The German abbot who was instructed to remove the cross he was wearing when he accompanied a German Cabinet member to visit the Western Wall in Jerusalem told Ynet Thursday that the incident is part of a changed atmosphere of the government toward the Christian community in Israel and a denial that it is a holy city for three religions.
Nikodemus Schnabel, a high-ranking member of the Benedictine Order serving as the abbot of the Dormition Abbey in Jerusalem, escorted German Education Minister Bettina Stark-Watzinger Wednesday on her visit to the holy Jewish site when he was approached by an usher and told he must remove his cross which she saw as a provocation, despite his explanation that he was a man of the Church.
"It was a very strange experience," Schnabel told Ynet. The incident occurred as he was escorting the German government minister to the Dung Gate where a car was waiting for her – and it took place in the public plaza behind the area set aside for prayer.
"This is for me really a bizarre moment because I had no intention to pray, only to cross the public space as I am dressed every day," he said of his interaction with an usher from the Western Wall Heritage Foundation.
"I said, ‘look, this is how I dress. I don’t want to provoke anybody. It’s a kind of religious freedom. But I… for example, if you, as a Jew, come to my place and you wear a kippah, fine. If you’d like to come barefoot, fine. You know, this is um… I’m very open-minded. But again, we’re not talking about that I am entering a sacred space of another religion. But this is public space," he said.

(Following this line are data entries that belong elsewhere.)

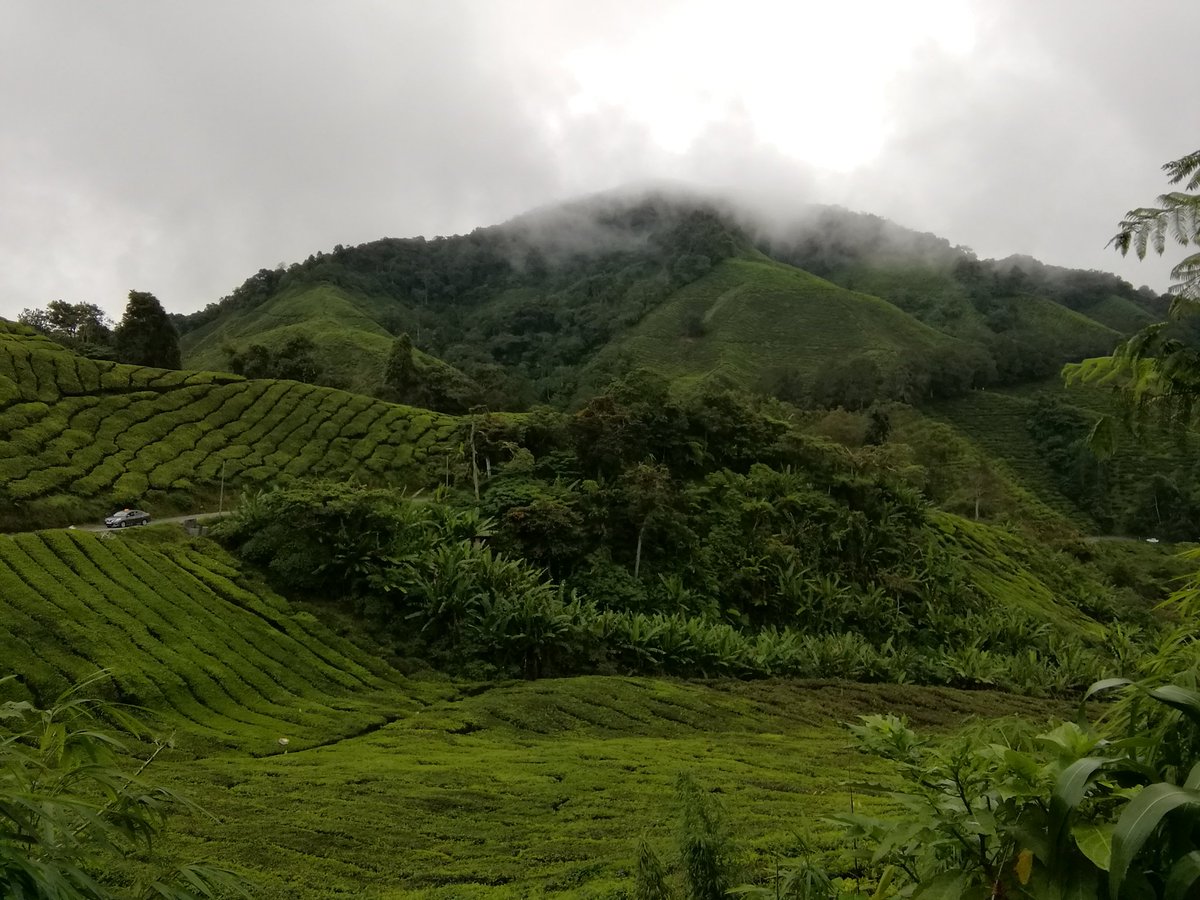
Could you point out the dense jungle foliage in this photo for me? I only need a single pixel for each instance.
(695, 537)
(541, 309)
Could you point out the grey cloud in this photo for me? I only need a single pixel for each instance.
(179, 148)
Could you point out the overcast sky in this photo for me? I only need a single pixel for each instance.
(178, 148)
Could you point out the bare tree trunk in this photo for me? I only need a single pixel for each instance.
(474, 460)
(637, 556)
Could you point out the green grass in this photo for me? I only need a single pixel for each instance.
(352, 345)
(186, 635)
(402, 787)
(543, 789)
(996, 420)
(79, 436)
(760, 318)
(1121, 315)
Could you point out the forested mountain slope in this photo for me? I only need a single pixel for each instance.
(534, 310)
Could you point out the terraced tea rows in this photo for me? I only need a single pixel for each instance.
(81, 435)
(184, 635)
(999, 421)
(543, 787)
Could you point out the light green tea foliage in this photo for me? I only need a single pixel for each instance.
(81, 436)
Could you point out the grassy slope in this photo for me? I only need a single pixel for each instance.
(396, 787)
(79, 436)
(760, 318)
(352, 346)
(345, 325)
(997, 421)
(1119, 313)
(935, 297)
(187, 635)
(535, 789)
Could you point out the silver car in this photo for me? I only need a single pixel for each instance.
(126, 517)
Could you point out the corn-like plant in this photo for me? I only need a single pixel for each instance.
(71, 809)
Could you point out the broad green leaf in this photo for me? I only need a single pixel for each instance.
(1183, 877)
(1024, 867)
(1138, 823)
(1095, 841)
(1071, 739)
(1072, 787)
(1186, 701)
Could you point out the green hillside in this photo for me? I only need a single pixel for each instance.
(408, 789)
(79, 436)
(547, 306)
(1059, 468)
(186, 635)
(345, 327)
(543, 789)
(750, 319)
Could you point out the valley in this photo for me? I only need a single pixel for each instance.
(550, 545)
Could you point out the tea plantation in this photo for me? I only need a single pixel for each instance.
(81, 436)
(407, 786)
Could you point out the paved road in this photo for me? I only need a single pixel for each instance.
(169, 520)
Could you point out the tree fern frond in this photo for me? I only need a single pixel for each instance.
(1179, 169)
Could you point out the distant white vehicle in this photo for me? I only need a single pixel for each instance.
(126, 517)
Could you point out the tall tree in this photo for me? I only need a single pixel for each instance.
(400, 375)
(145, 336)
(1159, 366)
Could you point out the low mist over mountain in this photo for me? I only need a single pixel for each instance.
(827, 305)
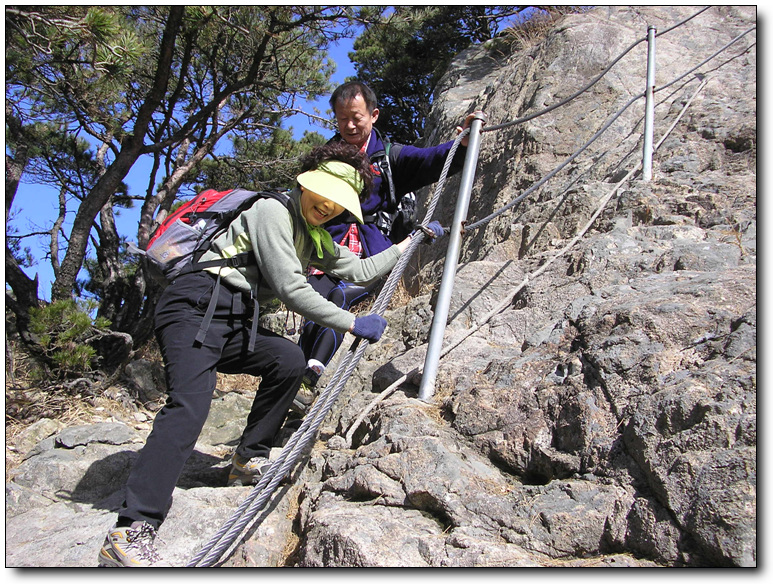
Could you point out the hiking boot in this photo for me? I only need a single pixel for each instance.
(304, 399)
(247, 471)
(129, 547)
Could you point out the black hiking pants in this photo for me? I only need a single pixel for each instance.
(191, 372)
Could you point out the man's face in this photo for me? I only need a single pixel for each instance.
(355, 121)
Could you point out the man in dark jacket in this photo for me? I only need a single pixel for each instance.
(356, 111)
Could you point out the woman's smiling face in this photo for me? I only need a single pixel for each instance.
(316, 209)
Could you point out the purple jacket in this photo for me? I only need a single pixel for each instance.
(414, 168)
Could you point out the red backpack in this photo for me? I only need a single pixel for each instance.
(177, 244)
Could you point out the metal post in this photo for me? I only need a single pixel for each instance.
(427, 388)
(649, 112)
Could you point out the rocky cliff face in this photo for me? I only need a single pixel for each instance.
(605, 417)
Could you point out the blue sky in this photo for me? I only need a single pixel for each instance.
(36, 206)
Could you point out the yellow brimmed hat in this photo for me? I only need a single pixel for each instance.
(337, 181)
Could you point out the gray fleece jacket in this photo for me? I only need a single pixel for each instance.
(284, 249)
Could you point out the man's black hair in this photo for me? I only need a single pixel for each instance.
(352, 89)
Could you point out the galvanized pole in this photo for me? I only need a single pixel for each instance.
(649, 112)
(427, 388)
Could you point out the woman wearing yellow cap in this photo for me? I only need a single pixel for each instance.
(285, 240)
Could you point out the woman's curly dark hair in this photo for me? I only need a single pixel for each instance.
(344, 152)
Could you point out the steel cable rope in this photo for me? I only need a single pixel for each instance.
(300, 439)
(589, 85)
(389, 390)
(508, 300)
(556, 170)
(281, 467)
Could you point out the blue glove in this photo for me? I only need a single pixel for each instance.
(433, 231)
(369, 327)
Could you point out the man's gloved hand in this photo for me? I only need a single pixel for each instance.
(433, 231)
(370, 327)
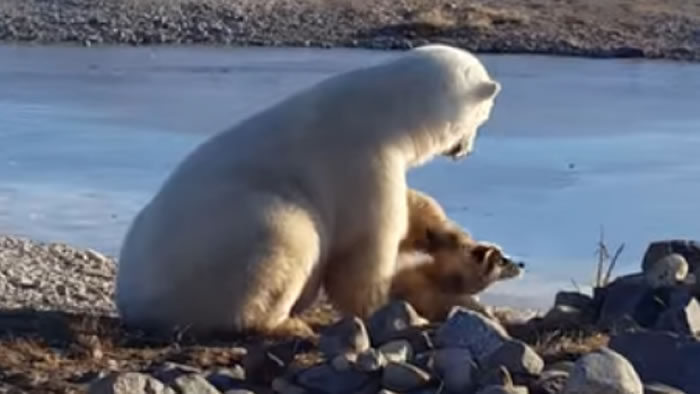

Schnabel acknowledges that he was likely dealing with an "over-zealous official," but that it was not his first time walking in the Western Wall plaza and he has never been asked to cover his cross.
The Western Wall Heritage Foundation later issued an apology for the incident. "We apologize for any distress caused. The Western Wall is open to all. It should be emphasized that there are no regulations regarding this matter at the Western Wall Plaza. The usher approached and politely asked if it would be possible to cover the cross to prevent any discomfort, as has recently occurred in the Old City, out of a desire to respect both the visitor and the site. When he refused, entry was obviously not denied, and the usher respected the decision and continued on her way," read a statement from the foundation, which oversees the holy site.
Schnabel says the incident is part of a larger problem.
"The point is, of course, yesterday’s incident is a minor incident. To be honest, this is not my daily problem. I can say: 'okay, misunderstanding, ok, fine.' But the point is, you know, from the beginning of the year, there are many spitting attacks on me, verbal attacks, people who really push me. And you know, it’s a part of a whole atmosphere that changed in a not very good direction," he told Ynet.
The abbot says he has received "great signs of solidarity from civil society, (including from) many of my Jewish friends," which he calls "heart touching."
But there has been total silence from the government, which he says makes him "a little bit tired and sad."
He adds: "Because I view Jerusalem as a holy city for three religions and also a city where non-believers are welcome and I have the feeling there’s really atmosphere changing toward a direction that’s not good for this city. Denying my presence here, not accepting that Christianity, or Islam or different kinds of Judaism, that they are not an integral part of Jerusalem. Jerusalem is holy to three religions. And so, to be honest, yes, the incident is a minor thing, forget it. But if you know what I experienced the last weeks and months, then maybe you can understand that I am a little bit more sensitive."
Schnabel has been leading a campaign in Germany and among Christians around the world to inform them of the difficult situations Christians in Israel are in and the growing number of incidents of abuse and attack that they endure.